キラが、フリーダムのパイロットだった。
 彼の告白に、シンは何も言い返すことができなかった。
 混乱した思考のまま、その場を逃げ出すのが精一杯だったと言っていい。
 だが、冷静になってみれば『どうして』とも思うのだ。
「あいつは……キラは、軍人に向いているような人間じゃないのに……」
 ほんの数日しか一緒にいなくても、十分それが伝わってくる。
 彼の言動の一つ一つからは、他人を思いやる気持ちしか感じられないのだ。それなのに、どうして彼がMSに乗るようなことになったのだろうか。
 そこに何か理由があるようなきがしてならない。
「でも……あいつが、直接ではないとはいえ……マユ達を殺したんだ……」
 これもまた変えようがない事実だ。
 それをどう受け止めればいいのか……シンにはわからなかった。

 そのころ、キラの前には一人の人物が姿を現していた。
「ようやく、君と話をする時間がとれたよ」
 耳障りがいい声でこう告げたのは間違いなく、デュランダルだった。
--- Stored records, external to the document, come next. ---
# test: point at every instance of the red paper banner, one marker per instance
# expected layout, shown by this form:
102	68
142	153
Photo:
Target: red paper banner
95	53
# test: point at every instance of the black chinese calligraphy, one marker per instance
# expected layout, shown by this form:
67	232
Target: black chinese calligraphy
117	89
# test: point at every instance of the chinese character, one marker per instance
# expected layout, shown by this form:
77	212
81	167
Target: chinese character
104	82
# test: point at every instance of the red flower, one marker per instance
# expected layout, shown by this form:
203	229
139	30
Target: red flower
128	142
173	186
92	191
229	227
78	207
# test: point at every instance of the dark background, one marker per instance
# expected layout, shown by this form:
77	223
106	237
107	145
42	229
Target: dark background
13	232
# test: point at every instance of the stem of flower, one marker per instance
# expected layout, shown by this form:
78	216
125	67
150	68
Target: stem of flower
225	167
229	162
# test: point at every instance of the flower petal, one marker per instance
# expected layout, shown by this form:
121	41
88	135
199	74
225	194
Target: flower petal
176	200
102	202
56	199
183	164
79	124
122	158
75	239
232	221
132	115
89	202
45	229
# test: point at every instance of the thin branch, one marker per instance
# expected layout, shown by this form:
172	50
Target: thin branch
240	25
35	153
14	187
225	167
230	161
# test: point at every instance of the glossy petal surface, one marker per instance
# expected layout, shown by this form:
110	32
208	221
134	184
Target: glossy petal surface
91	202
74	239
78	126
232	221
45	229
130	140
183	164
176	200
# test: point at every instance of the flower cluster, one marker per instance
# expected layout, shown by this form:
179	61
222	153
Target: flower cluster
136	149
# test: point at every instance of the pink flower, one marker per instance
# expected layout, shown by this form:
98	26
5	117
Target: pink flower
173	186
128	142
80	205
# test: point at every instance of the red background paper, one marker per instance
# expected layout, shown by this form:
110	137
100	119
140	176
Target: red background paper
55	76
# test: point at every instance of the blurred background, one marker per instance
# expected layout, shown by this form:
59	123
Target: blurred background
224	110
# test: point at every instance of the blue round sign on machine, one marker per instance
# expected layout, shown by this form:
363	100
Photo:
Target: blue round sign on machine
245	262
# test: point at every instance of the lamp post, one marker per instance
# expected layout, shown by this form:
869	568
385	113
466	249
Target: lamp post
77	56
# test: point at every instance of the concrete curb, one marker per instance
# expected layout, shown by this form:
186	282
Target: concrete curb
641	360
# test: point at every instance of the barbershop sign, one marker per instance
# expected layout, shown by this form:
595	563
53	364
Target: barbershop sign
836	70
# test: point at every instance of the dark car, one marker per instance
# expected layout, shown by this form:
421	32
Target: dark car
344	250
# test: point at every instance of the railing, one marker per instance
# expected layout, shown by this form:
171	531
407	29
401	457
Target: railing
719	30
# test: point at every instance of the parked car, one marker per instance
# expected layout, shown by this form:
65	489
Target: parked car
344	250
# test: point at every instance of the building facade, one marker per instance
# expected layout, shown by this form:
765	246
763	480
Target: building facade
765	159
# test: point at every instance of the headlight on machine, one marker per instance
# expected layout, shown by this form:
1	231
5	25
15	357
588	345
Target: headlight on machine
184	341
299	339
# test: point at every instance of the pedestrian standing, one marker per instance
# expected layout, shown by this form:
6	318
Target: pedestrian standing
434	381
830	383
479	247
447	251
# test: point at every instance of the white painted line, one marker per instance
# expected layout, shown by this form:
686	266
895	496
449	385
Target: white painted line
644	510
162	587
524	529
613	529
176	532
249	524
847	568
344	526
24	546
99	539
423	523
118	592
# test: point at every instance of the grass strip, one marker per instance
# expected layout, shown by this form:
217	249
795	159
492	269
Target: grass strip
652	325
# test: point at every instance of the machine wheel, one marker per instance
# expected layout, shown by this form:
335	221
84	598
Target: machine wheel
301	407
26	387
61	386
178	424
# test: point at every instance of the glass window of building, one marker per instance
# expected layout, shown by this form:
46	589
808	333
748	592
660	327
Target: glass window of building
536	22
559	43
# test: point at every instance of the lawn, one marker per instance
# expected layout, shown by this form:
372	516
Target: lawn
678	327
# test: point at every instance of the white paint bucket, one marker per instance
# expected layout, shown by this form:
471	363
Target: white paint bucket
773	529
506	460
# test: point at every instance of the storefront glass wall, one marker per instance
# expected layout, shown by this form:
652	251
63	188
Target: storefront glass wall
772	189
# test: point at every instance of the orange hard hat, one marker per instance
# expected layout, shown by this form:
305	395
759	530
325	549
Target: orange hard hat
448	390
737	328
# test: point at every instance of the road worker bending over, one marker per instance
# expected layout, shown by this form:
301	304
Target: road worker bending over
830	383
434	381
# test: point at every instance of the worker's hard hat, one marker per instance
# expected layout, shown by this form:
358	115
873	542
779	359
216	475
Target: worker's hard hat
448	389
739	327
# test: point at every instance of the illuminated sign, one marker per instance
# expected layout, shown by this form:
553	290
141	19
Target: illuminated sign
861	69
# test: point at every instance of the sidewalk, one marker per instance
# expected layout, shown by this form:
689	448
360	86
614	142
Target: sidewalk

誰もがその声だけで彼に信頼を抱くのではないか。そうまで言われる声にも、キラは格段の反応を見せない。
「……僕のことよりも、優先しなければならないことがあるのではないですか?」
 キラは何の感情も見せない口調でこう告げる。
「たとえば……カガリ姫のことかね?」
 それとも、その側にいる人物の方かな? とデュランダルが意味ありげな口調で問いかけてくる。
「それをお聞きになって、どうなさるのですか?」
 しかし、キラはそれを取り合おうとはしない。
 もちろん、それが虚勢だ……と言うことをキラ自身がわかっていた。
 それでも自分がここにいることを彼らに知られたくないのだ。
 いや、知られるのはかまわない。
 しかし、彼らを利用するための《駒》になるわけにはいかないのだ。そんなことをされれば、彼らだけではなく最後の一人にも迷惑がかかってしまうだろう。
 こんな自分を何の見返りもなく愛してくれる彼女――もちろん、そんな彼女を、キラも大切に思っている。だが、それは《愛情》ではないことを、二人とも知っていた――そんな彼女の足かせにだけはなりたくない。
 いや、なってはいけないのだ……とキラは心の中で呟く。  だから、何があっても、彼に言質を取られてはいけない……とキラは思う。
「なるほど」
 しかし、そんなキラの態度すらデュランダルは楽しんでいるらしい。
「君の本心を聞き出すのはなかなか難しいようだね」
 ふっとため息をつくと彼はまっすぐにキラを見つめてくる。
「さすがは……友を守るためにただ一人、地球軍にいただけのことはある」
 それはほめているのだろうか。それとも非難しているのか。どちらともとれる口調で彼はこう呟く。
「だからこそ、一度君の本音を引き出してみたいと、思うのだよ。どのような手段を使ってでもね」
 言葉とともにデュランダルの手がキラの頬に触れてきた。
「貴方は……何を考えていらっしゃるのですか?」
 その手のぬくもりをどこか疎ましく感じながら、キラは問いかける。ラクスはもちろん、アスランやカガリ、それにシンのぬくもりはそう感じたことがなかったのに、とキラは思う。
 しかし、何故、ここにシンの名前が浮かんでしまうのか。自分ではわからなかったが。

 いくら考えても結論は出ない。
 それも無理はないだろう……とシンは思う。
 自分は彼ではないのだから、と。
「俺は……間違いなくフリーダムのパイロットは許せない……」
 これは間違えようのない事実だ。だが、とシンは心の中で付け加える。
 キラを憎み続けることは難しいのではないか……そうも思う。
 こちらの理由は簡単だ。
「どうして、キラがフリーダムのパイロットだったんだよ……」
 そうでなければ、自分は素直に今の気持ちを伝えることができただろう。それができないのは、あの時の光景が脳裏に焼き付いて離れないからだろうか。
「俺は……」
 どうすればいいのだろう。
 シンは形見の携帯を握りしめると、心の中で何度も呟いていた。